Interrompu pendant 45 jours afin de permettre aux avocats commis d'office pour la défense de prendre connaissance du dossier, le procès de l’ancien président tchadien Hissène Habré a repris lundi devant le tribunal des Chambres africaines extraordinaires (CAE) à Dakar au Sénégal.
Comme ce fut le cas les 20 et 21 juillet derniers à l’entame de ce procès, l’accusé a refusé non seulement de comparaître, mais a rejeté tout contact avec ses trois avocats commis d’office par le tribunal. Maintenu au dépôt du tribunal par quatre surveillants pénitentiaires, Hissène Habré refuse de se présenter devant la barre.
Face à ce refus, le procureur Mbacké Fall demandera au tribunal d’«user des prérogatives du Code de procédure pénale pour faire comparaître l’accusé». La collégialité, dirigée par le Burkinabè Gustave Gberdao Kam, a aussitôt commis un huissier pour servir à l’ancien chef de l’Etat tchadien une «sommation à comparaître immédiatement».
Devant son refus insistant, il sera finalement amené de force devant la barre. Son entrée dans la salle d’audience a entraîné une certaine confusion, d’autant plus que ses partisans, qui tenaient à dénoncer l’usage de la force par ses geôliers, ont manifesté bruyamment leur mécontentement. Certains d’entre eux ont du être évacués manu militari de la salle.
Dans un propos dur, l’ancien président déchu qualifiera la Cour d’«organisme illégal, hors la loi», avant de lancer par la suite : « A bas l’impérialisme!» Son conseil, dirigé par Mes Ibrahima Diawara et François Serres, a brillé par son absence à l’audience d’hier.
Mais, dans un communiqué publié dimanche, les deux avocats ont fait savoir que leur client « ne reconnaît ni les Chambres africaines extraordinaires, ni les avocats commis d’office qu’il a refusé de recevoir, au motif qu’ils ne sont là que pour sauvegarder les apparences d’une parodie de justice et ne sauraient prendre la parole contre sa volonté.»

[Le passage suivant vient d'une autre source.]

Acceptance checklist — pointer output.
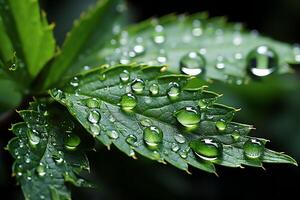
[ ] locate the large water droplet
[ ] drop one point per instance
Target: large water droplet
(131, 140)
(152, 137)
(113, 134)
(92, 103)
(173, 91)
(128, 101)
(262, 61)
(154, 89)
(41, 170)
(207, 148)
(72, 141)
(138, 86)
(192, 64)
(253, 148)
(188, 116)
(94, 117)
(179, 138)
(125, 76)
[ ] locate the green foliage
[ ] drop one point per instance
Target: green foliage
(145, 107)
(119, 104)
(43, 161)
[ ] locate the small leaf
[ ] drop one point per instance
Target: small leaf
(88, 35)
(43, 161)
(173, 124)
(196, 45)
(29, 33)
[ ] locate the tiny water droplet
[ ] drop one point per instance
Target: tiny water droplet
(154, 89)
(74, 82)
(138, 86)
(95, 129)
(220, 62)
(253, 148)
(72, 141)
(146, 122)
(192, 64)
(113, 134)
(152, 137)
(94, 117)
(173, 91)
(188, 116)
(207, 148)
(179, 138)
(92, 103)
(128, 101)
(125, 76)
(41, 170)
(221, 125)
(175, 147)
(262, 61)
(131, 140)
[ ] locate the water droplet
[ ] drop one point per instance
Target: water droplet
(253, 149)
(113, 134)
(154, 89)
(158, 36)
(179, 138)
(33, 139)
(173, 91)
(128, 101)
(175, 147)
(207, 149)
(74, 82)
(95, 129)
(146, 122)
(92, 103)
(220, 62)
(139, 49)
(72, 141)
(152, 137)
(94, 117)
(131, 140)
(41, 170)
(192, 64)
(202, 104)
(262, 61)
(138, 86)
(221, 125)
(235, 136)
(188, 116)
(125, 76)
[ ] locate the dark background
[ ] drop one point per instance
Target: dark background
(272, 105)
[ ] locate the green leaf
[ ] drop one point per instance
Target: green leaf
(45, 157)
(88, 35)
(224, 46)
(124, 105)
(28, 32)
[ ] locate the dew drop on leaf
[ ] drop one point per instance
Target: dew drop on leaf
(131, 140)
(173, 91)
(207, 148)
(125, 76)
(192, 64)
(179, 138)
(188, 116)
(153, 137)
(262, 61)
(72, 141)
(138, 86)
(113, 134)
(128, 101)
(253, 148)
(94, 117)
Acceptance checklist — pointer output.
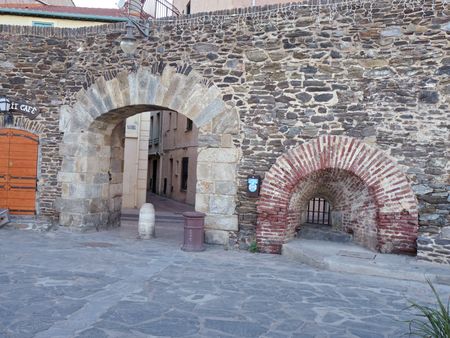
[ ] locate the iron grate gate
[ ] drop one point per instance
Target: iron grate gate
(318, 211)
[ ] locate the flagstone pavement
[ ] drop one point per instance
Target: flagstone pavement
(111, 284)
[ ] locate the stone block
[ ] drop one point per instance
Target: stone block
(256, 55)
(227, 122)
(445, 232)
(222, 205)
(393, 31)
(204, 171)
(216, 237)
(205, 187)
(228, 223)
(214, 108)
(225, 188)
(114, 90)
(81, 190)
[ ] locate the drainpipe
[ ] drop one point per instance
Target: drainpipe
(161, 152)
(138, 141)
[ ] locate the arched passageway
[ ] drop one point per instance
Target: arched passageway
(92, 149)
(369, 195)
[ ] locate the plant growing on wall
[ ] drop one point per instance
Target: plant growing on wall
(431, 321)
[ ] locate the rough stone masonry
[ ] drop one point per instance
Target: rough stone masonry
(260, 84)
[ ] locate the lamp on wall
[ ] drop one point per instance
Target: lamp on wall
(5, 108)
(128, 43)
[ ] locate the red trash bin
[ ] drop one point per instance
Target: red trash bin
(194, 233)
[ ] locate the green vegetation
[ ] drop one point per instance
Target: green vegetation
(433, 322)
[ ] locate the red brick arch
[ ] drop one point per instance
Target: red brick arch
(345, 159)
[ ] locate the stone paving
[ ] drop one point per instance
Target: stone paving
(110, 284)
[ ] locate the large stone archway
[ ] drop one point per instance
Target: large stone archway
(91, 175)
(350, 174)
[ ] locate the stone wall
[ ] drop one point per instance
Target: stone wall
(378, 73)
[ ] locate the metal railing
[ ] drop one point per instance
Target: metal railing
(149, 9)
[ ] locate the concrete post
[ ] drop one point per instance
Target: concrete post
(146, 226)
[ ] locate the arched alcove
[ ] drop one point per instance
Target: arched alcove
(90, 176)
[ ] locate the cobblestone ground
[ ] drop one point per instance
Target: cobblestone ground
(109, 284)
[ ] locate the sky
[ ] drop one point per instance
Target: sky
(97, 3)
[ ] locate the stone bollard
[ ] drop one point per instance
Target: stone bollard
(146, 226)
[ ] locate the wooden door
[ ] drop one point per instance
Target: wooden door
(18, 168)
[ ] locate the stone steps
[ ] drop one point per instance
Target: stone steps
(323, 233)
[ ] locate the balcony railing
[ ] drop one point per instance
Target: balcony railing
(149, 9)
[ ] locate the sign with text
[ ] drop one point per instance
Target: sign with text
(27, 109)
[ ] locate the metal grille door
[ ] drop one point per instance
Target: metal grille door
(18, 167)
(318, 211)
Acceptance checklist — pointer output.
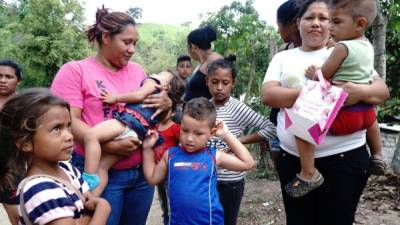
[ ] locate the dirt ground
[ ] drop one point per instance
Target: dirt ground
(379, 205)
(262, 203)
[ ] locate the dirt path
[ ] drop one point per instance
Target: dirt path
(262, 204)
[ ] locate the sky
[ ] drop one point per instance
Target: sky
(176, 12)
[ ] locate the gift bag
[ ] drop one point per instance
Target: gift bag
(314, 110)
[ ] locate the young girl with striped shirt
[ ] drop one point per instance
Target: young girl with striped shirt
(238, 117)
(35, 133)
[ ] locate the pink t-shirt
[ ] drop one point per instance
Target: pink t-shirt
(80, 84)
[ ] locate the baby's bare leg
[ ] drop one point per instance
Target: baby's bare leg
(374, 140)
(106, 162)
(306, 152)
(101, 133)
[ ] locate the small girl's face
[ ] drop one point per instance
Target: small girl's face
(220, 83)
(343, 26)
(53, 139)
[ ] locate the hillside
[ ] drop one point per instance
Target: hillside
(159, 45)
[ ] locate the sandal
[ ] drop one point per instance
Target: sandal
(299, 187)
(378, 166)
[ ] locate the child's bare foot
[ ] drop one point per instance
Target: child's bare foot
(299, 186)
(378, 165)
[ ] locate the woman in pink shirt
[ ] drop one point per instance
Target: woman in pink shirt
(81, 83)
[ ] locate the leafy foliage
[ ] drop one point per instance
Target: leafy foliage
(389, 111)
(44, 35)
(160, 45)
(241, 32)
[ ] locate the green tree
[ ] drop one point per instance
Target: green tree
(241, 32)
(46, 34)
(159, 46)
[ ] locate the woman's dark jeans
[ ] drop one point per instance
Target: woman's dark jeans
(335, 202)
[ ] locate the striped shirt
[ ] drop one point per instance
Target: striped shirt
(47, 200)
(238, 117)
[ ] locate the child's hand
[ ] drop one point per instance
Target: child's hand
(108, 97)
(310, 72)
(90, 201)
(150, 140)
(222, 129)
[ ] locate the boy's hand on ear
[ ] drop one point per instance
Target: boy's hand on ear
(150, 140)
(108, 97)
(221, 129)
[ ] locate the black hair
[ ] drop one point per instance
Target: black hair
(225, 63)
(287, 12)
(356, 8)
(303, 5)
(110, 22)
(19, 122)
(15, 66)
(202, 37)
(183, 58)
(201, 109)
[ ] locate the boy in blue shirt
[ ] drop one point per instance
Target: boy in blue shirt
(191, 167)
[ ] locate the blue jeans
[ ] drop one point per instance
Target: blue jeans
(128, 193)
(230, 196)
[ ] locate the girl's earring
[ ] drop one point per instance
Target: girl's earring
(24, 145)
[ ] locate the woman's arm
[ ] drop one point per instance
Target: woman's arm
(374, 93)
(121, 147)
(154, 173)
(274, 95)
(148, 87)
(159, 101)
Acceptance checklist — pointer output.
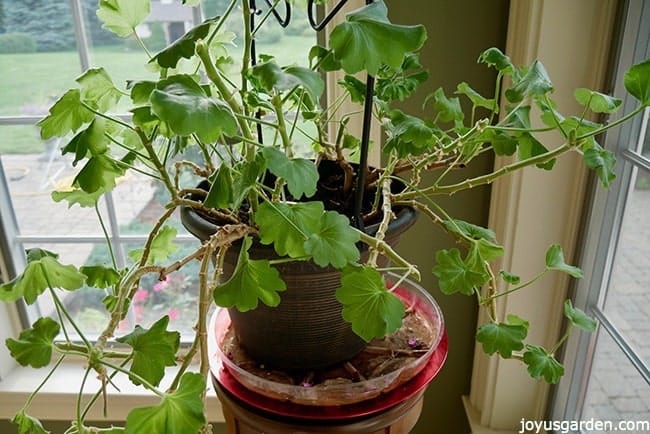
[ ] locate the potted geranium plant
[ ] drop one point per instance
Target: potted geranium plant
(268, 203)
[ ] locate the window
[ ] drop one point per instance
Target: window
(44, 44)
(610, 378)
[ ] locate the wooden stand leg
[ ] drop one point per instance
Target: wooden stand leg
(243, 419)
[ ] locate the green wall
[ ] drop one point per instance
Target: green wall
(458, 31)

Par contre, les trois avocats commis d’office par la Cour pour sa défense ont bel et bien répondu présent. «Hissène Habré n’est pas notre client, mais nous allons le défendre», ont déclaré ces derniers. Détenu depuis deux ans au Sénégal où il vit depuis son renversement en décembre par Idriss Déby Itno, Hissène Habré est poursuivi pour «crimes contre l'humanité, crimes de guerre et crimes de torture».

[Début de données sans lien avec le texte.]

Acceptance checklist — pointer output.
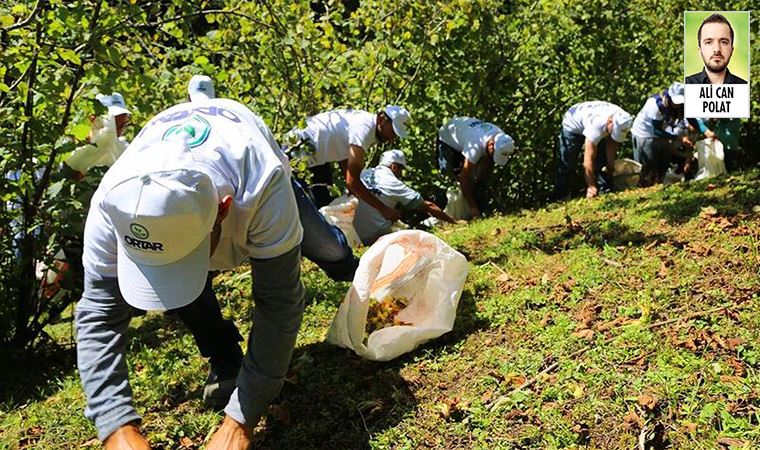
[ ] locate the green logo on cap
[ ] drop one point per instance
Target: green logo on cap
(138, 231)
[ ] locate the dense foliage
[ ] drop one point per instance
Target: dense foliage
(519, 64)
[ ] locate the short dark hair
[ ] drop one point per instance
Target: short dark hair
(714, 18)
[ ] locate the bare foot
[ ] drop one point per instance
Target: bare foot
(232, 435)
(127, 437)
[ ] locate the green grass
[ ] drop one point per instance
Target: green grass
(591, 290)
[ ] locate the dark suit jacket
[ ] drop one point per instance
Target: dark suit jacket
(701, 78)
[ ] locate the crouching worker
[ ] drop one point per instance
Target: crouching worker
(384, 182)
(467, 149)
(200, 189)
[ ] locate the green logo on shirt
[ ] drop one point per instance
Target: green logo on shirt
(194, 131)
(138, 231)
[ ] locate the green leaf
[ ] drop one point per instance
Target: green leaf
(6, 20)
(69, 55)
(80, 131)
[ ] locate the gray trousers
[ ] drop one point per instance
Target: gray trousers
(102, 317)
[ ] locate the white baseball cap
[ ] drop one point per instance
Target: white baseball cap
(676, 93)
(621, 124)
(163, 209)
(200, 88)
(399, 116)
(503, 144)
(114, 102)
(393, 156)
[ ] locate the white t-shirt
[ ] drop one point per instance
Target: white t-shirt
(468, 136)
(643, 126)
(368, 222)
(589, 119)
(244, 162)
(332, 132)
(104, 150)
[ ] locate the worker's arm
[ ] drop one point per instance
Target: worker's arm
(589, 156)
(466, 184)
(433, 210)
(353, 169)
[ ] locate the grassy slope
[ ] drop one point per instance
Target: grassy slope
(543, 286)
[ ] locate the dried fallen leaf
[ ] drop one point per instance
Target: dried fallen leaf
(708, 211)
(731, 379)
(648, 401)
(731, 442)
(583, 432)
(586, 334)
(732, 343)
(622, 320)
(737, 366)
(281, 413)
(452, 409)
(633, 420)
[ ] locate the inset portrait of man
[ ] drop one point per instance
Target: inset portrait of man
(715, 39)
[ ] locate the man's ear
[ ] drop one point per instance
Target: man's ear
(224, 208)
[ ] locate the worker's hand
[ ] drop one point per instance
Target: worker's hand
(127, 437)
(391, 214)
(231, 436)
(688, 164)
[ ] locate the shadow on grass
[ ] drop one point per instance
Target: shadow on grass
(31, 377)
(598, 234)
(682, 203)
(340, 400)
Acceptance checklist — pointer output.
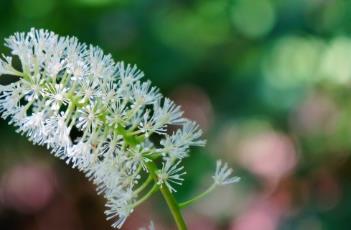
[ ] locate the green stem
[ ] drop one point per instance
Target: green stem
(167, 195)
(198, 197)
(147, 195)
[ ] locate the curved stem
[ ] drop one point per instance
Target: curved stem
(147, 195)
(167, 195)
(198, 197)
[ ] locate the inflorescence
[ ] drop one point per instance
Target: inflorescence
(98, 116)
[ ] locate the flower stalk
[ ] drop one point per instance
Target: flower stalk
(66, 87)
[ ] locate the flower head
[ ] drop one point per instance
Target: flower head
(97, 115)
(223, 174)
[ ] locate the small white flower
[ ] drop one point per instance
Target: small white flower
(150, 227)
(118, 209)
(171, 174)
(64, 85)
(56, 94)
(223, 174)
(89, 117)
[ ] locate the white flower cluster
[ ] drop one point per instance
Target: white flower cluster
(98, 116)
(95, 114)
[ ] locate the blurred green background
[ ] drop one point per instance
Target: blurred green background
(268, 80)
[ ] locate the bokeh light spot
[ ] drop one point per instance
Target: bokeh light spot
(253, 18)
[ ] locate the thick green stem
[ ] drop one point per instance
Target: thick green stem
(167, 195)
(147, 195)
(198, 197)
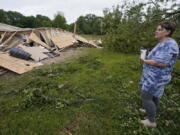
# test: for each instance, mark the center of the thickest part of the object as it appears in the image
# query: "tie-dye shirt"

Des crimes qu’il aurait commis durant son règne de 1982 à 1990 à travers la Direction de la documentation et de la sécurité (DDS), sa police politique, qui aurait fait 40.000 morts, selon les estimations d'une commission d'enquête tchadienne.
2 446 parties civiles tchadiennes ont été auditionnées par les juges des CEA et 100 victimes et témoins devront prendre la parole au cours de ce procès. Agé de 73 ans, l’accusé risque entre 30 ans de réclusion et les travaux forcés à perpétuité.